J'ai donc droit à une très longue attente dans la zone
"free tax", bof rien de très excitant !Une fois dans
l'avion, je n'ai qu'une seule inquiétude, Grimp'tout est-il en
sécurité ? Sans lui, mon voyage serait foutu. De toute
façon, je ne peux rien y faire, alors autant profiter du vol,
d'autant plus que l'avion est loin d'être plein et qu'on dispose
de toute la place pour s'installer. J'atterris à Prague peu avant
midi, selon le pilote il fait près de 0°C au sol mais la
couche de nuage est assez faible si bien que le soleil brille. Je récupère
assez vite mes bagages, je remonte Grimp'tout à l'aise dans l'aéroport,
le charge et c'est parti. Il est un peu plus de 13 heures. Un km après
avoir quitté l'aéroport, je bifurque pour prendre une
petite route vers le nord, c'est du pavé, cool j'adore ça,
le voyage commence bien. Très rapidement, voilà le retour
d'un bitume très convenable qui recouvre l'immense majorité
des routes tchèques. Je roule relativement bien par ces petites
routes de la campagne fertile, les couleurs automnales sont superbes.
Par contre les villages autour de Prague sont tristes et mal entretenus,
des séquelles des années sombres. J'ai décidé
de faire une relativement courte étape pour le premier jour,
j'ai envie de m'arrêter tôt pour prendre contact avec le
pays. Le Guide du Routard renseigne un camping à Veltruzy, je
cherche un peu, mais
il semble que le camping soit fermé en cette saison, je reprends
donc la route pour m'arrêter rapidement devant le panneau "Penzion"
d'une chambre chez l'habitant. Je sonne, la maîtresse de maison
m'ouvre, elle parle anglais et m'explique que c'est complet pour la
nuit. Son mari arrive, lui, il s'intéresse plus à mon
moyen de transport et à mon chargement. Il entreprend un dialogue
avec sa femme dans lequel je crois comprendre être le sujet principal.
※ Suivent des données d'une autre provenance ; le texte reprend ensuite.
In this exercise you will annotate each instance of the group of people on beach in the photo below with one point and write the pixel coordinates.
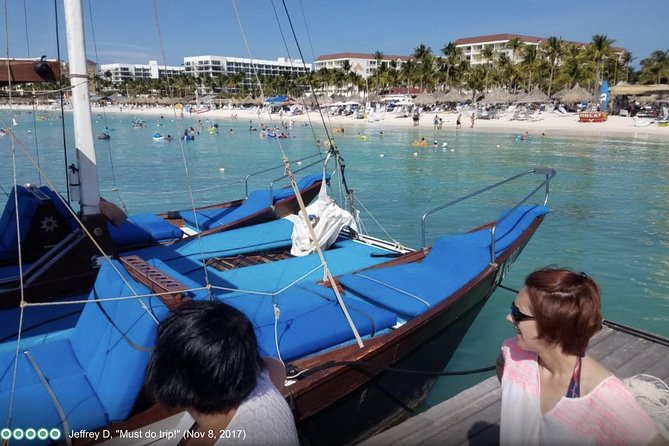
(206, 360)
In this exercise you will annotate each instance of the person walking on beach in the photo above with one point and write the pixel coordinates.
(552, 392)
(206, 361)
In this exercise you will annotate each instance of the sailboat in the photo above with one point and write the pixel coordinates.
(346, 312)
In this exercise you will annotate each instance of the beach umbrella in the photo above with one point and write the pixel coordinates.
(538, 96)
(577, 94)
(439, 96)
(498, 96)
(424, 99)
(454, 96)
(561, 93)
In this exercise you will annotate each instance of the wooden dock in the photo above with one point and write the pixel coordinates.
(472, 416)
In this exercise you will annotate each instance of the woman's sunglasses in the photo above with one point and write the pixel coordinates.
(517, 315)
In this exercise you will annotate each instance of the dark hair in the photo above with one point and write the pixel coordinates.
(205, 358)
(566, 307)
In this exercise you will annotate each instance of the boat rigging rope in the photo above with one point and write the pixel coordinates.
(293, 373)
(104, 114)
(62, 105)
(184, 158)
(18, 228)
(298, 195)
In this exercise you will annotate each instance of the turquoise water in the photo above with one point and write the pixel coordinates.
(610, 199)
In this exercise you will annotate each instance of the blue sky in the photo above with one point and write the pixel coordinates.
(127, 31)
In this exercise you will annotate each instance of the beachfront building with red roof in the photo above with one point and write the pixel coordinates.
(472, 46)
(363, 64)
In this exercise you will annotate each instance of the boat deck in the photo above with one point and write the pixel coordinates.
(472, 416)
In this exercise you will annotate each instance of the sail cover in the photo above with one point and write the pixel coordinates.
(327, 219)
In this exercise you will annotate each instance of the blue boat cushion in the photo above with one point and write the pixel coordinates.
(98, 371)
(143, 229)
(411, 289)
(310, 319)
(256, 202)
(28, 205)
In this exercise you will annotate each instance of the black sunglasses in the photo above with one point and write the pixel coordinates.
(517, 315)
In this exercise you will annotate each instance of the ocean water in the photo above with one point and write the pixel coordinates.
(609, 200)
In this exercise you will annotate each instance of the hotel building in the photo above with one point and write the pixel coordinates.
(363, 64)
(214, 66)
(472, 46)
(123, 72)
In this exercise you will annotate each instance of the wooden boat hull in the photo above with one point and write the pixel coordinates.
(347, 404)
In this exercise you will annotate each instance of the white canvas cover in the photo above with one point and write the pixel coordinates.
(327, 220)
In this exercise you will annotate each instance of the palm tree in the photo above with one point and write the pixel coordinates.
(453, 55)
(487, 54)
(554, 51)
(599, 49)
(530, 58)
(423, 56)
(573, 68)
(516, 46)
(655, 67)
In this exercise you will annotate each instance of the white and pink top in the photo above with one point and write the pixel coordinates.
(608, 415)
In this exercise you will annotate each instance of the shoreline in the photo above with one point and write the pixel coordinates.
(550, 123)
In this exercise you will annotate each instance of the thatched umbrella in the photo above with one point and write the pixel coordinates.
(561, 93)
(424, 99)
(538, 96)
(498, 96)
(577, 94)
(454, 96)
(439, 96)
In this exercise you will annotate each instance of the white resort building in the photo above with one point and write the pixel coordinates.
(214, 66)
(123, 71)
(472, 46)
(363, 64)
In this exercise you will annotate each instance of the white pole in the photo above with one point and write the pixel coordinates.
(81, 108)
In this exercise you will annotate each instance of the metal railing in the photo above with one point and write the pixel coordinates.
(547, 172)
(246, 178)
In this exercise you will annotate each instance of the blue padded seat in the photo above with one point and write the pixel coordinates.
(256, 202)
(28, 204)
(411, 289)
(97, 372)
(143, 229)
(310, 319)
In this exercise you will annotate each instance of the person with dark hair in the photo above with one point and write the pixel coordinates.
(552, 392)
(206, 361)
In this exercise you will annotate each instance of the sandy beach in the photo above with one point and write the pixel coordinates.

Après quelques minutes, tout s'arrange, on va me préparer
la chambre de la fille de la maison qui est en vacances. Mon vélo
déchargé de ses bagages est rangé dans une remise
fermée, moi je suis au chaud, tout va bien. La "penzion"
offre le petit-déjeuner compris, pas le dîner, mais la
patronne me conseille un petit restaurant. J'y mange bien quoi-qu'un
peu à l'aveuglette dans la carte bilingue tchèque-allemand.
Je me couche tôt pour me lever frais le lendemain.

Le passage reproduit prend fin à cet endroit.